After they ate, Chava asked, “What’s for dessert?” Nash was clearly a romantic, and a romantic man never forgets dessert.
“For dessert,” said Nash, “I want you to do something really courageous. Live dangerously Chava – it’s a better antidote for boredom than food. Expand your comfort zone and do what you’re afraid to do.”
Chava could only think of one thing that fit the category. “No, no. I could never do that! It’s expressly forbidden.”
“How silly you are. Haven’t I told you I always tell the truth? This is going to change your life forever. You’ll never be bored again, once you do this.”
Like many reporters, Nash told the truth but with such a slant that it was no different than a lie.
So she did it, and was horrified immediately after. For prudish readers, let’s clarify at once that she did not have sex with Nash. What she did is left to the imagination – but we have it on the highest authority that it was pretty terrible.
And then, because she knew good men were a scarce commodity [never once pausing to reflect that so were good women], and because she didn’t want to lose her husband, even though she had been contemplating divorce, she hurried to involve her husband and tempted him to also do what she had done.
Her husband could have said no, but he was as easily tempted as Chava had been. When you’re bored, you’re apt to make bad choices. Also, maybe he knew he could always blame his wife, and thus get off with a lighter sentence.Which is exactly what happened.
After that, Chava had all the time in eternity to reflect on the incident. She tried not to blame Nash; she was far angrier with her husband for his spineless lack of support.
“I’m curious,” she asked him later.“Do you know Nash? Have you ever come across him in the garden?”
“I’ve met him a couple of times. What of it?”

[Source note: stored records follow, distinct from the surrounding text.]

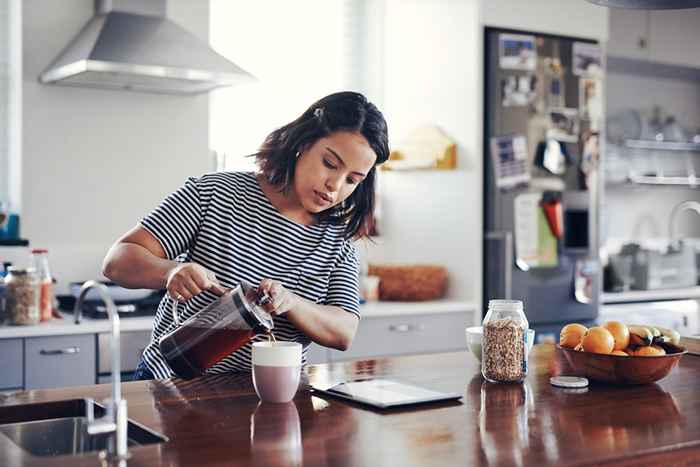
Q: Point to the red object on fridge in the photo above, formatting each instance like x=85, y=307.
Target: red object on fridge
x=552, y=212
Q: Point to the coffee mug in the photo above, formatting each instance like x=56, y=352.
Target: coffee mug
x=276, y=370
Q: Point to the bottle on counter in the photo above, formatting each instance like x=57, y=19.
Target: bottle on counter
x=22, y=296
x=40, y=262
x=504, y=342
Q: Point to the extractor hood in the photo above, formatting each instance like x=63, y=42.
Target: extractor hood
x=649, y=4
x=131, y=45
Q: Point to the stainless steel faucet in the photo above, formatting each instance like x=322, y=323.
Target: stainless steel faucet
x=677, y=209
x=115, y=420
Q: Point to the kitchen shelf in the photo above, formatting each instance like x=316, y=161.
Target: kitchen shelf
x=662, y=145
x=663, y=180
x=687, y=177
x=19, y=242
x=651, y=295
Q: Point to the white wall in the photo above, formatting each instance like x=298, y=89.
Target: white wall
x=576, y=18
x=95, y=161
x=431, y=49
x=433, y=61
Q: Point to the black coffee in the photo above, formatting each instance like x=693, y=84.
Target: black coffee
x=190, y=350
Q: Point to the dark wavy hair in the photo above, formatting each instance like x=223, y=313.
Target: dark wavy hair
x=342, y=111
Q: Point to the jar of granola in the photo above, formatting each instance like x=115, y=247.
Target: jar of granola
x=22, y=296
x=504, y=342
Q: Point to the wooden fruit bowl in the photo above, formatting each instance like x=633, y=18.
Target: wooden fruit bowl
x=617, y=369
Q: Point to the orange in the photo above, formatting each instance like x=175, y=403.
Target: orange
x=598, y=340
x=620, y=333
x=649, y=351
x=571, y=335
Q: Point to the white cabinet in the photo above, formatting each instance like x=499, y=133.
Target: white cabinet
x=674, y=37
x=663, y=36
x=58, y=361
x=410, y=334
x=11, y=357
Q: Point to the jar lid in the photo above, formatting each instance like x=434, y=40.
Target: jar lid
x=568, y=381
x=506, y=304
x=19, y=271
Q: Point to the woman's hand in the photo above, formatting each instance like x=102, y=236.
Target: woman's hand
x=189, y=279
x=282, y=300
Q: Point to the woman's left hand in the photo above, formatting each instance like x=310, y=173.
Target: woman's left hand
x=282, y=300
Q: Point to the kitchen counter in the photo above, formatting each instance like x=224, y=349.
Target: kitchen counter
x=218, y=420
x=65, y=326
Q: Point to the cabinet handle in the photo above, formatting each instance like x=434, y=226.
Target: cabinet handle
x=405, y=327
x=67, y=350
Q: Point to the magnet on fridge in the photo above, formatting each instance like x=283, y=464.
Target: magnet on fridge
x=551, y=206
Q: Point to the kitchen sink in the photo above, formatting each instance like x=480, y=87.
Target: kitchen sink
x=60, y=428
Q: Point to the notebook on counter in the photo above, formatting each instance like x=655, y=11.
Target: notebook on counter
x=385, y=393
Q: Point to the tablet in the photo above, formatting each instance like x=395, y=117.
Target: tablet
x=384, y=393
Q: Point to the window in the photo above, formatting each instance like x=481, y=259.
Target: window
x=299, y=52
x=10, y=103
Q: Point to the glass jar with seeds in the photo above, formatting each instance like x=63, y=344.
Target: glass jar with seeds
x=504, y=342
x=22, y=296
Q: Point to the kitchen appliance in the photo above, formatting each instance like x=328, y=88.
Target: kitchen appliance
x=540, y=226
x=131, y=45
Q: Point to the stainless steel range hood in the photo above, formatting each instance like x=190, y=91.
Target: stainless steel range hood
x=131, y=45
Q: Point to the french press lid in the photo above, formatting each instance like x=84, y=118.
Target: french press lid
x=250, y=304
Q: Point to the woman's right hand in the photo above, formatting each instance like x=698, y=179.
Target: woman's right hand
x=189, y=279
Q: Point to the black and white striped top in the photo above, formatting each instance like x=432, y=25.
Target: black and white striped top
x=226, y=223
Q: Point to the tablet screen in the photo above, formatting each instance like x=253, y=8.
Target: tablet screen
x=385, y=392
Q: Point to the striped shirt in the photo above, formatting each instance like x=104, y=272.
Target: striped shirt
x=225, y=222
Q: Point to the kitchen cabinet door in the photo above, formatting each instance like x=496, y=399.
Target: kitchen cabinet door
x=413, y=334
x=629, y=34
x=58, y=361
x=11, y=363
x=675, y=35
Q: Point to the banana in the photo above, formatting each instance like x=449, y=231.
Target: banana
x=644, y=335
x=655, y=332
x=673, y=335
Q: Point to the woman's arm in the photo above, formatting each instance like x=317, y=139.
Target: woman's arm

“So why did he never try to talk you into breaking the rules? Why pick me? Everything would have been different if he had talked to you first, instead of me.”

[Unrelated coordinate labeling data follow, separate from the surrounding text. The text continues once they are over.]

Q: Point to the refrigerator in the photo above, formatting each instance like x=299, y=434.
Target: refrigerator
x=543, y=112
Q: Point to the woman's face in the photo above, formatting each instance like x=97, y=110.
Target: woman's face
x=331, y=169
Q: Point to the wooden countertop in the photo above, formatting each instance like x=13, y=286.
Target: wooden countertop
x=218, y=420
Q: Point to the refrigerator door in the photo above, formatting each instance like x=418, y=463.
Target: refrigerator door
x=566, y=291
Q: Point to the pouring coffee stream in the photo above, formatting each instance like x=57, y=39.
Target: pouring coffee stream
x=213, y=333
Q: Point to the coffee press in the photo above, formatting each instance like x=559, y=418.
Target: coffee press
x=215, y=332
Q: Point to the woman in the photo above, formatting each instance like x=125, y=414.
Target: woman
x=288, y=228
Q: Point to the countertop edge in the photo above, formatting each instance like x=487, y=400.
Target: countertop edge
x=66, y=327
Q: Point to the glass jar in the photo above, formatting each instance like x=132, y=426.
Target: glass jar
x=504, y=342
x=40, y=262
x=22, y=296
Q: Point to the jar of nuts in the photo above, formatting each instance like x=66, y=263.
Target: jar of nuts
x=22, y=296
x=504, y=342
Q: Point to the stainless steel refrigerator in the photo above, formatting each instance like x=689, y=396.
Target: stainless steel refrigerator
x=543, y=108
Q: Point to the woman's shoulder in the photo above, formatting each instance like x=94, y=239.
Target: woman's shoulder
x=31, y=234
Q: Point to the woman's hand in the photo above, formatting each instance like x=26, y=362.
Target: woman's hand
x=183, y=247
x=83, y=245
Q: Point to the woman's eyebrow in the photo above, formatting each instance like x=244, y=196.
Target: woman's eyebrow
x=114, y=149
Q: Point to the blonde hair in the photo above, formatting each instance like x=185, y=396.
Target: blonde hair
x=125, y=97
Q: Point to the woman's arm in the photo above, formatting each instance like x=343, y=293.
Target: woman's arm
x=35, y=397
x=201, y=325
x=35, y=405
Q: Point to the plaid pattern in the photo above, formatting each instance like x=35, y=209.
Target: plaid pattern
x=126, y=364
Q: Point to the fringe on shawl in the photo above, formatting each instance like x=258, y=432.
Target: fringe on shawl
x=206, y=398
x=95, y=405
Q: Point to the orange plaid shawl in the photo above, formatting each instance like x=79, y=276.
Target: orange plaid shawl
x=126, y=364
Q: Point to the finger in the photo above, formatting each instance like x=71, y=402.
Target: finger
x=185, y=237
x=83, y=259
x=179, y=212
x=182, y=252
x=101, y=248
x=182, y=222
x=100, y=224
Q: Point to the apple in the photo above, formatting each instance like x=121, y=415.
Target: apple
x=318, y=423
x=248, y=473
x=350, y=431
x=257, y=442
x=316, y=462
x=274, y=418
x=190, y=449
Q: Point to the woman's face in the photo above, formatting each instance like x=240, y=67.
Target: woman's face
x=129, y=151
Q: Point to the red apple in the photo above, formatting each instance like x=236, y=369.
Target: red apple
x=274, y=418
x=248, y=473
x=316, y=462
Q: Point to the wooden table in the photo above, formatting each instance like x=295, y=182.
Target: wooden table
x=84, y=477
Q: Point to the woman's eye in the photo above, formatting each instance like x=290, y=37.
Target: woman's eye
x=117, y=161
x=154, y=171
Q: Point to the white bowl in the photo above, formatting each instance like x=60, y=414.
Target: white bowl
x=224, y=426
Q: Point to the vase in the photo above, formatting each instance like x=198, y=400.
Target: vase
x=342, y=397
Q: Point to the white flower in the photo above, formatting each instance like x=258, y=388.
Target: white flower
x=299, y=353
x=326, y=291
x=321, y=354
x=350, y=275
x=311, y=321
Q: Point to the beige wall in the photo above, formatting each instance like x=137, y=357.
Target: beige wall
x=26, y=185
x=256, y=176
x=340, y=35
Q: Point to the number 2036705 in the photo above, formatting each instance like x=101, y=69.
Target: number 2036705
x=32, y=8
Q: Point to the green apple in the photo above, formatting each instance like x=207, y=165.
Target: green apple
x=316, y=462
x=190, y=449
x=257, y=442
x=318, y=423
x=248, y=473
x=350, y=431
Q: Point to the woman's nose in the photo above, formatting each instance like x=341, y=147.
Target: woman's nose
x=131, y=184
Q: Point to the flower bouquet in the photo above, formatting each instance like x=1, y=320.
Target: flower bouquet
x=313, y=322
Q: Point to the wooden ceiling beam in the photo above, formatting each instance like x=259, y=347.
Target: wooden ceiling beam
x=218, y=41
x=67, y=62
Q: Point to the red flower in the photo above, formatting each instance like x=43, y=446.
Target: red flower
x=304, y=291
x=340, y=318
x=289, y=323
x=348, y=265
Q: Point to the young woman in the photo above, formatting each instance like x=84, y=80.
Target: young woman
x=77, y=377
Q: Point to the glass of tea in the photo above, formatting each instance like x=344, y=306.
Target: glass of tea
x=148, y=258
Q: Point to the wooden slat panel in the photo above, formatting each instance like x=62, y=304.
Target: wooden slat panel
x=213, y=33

“Maybe because you’re weaker, and I’m smarter? Did you do anything to tempt Nash? Was your neckline too low?”
Chava was stunned. Didn’t he realize that the depth her non-existent neckline had no bearing on the case? The more she thought about it, the more it seemed like a setup, but she couldn’t prove anything.
Her life became immeasurably harder after that. Her husband’s did too, but she got the raw end of the deal by far. How she longed to feel bored again.
Her husband, who as you may have noticed was no smarter than Chava, but nonetheless not a wicked man, tried to comfort her.
“You’re strong – you can bear this. Remember, it’s the best of all possible worlds.”
“For whom? I’m confused. Am I strong? Am I weak? You can’t have it both ways. You can’t have me strong when it suits you and weak when that’s better for you.”
“I hope this will end, right here, with me. It’s not fair, but I won’t protest if it ends with me.”
Poor Chava. We did say she was naïve.
Over the course of a long life she often looked back at that watershed moment. But each time she sadly came to the same conclusion: if her husband had been first, if Nash had spoken to him first, if he had been the one to make the mistake and dragged her down with him, instead of the other way around –it would somehow still have been her fault.
And Chava would have been devastated to know that long after she was gone women’s necklines are still too low and their hemlines too high in someone’s opinion.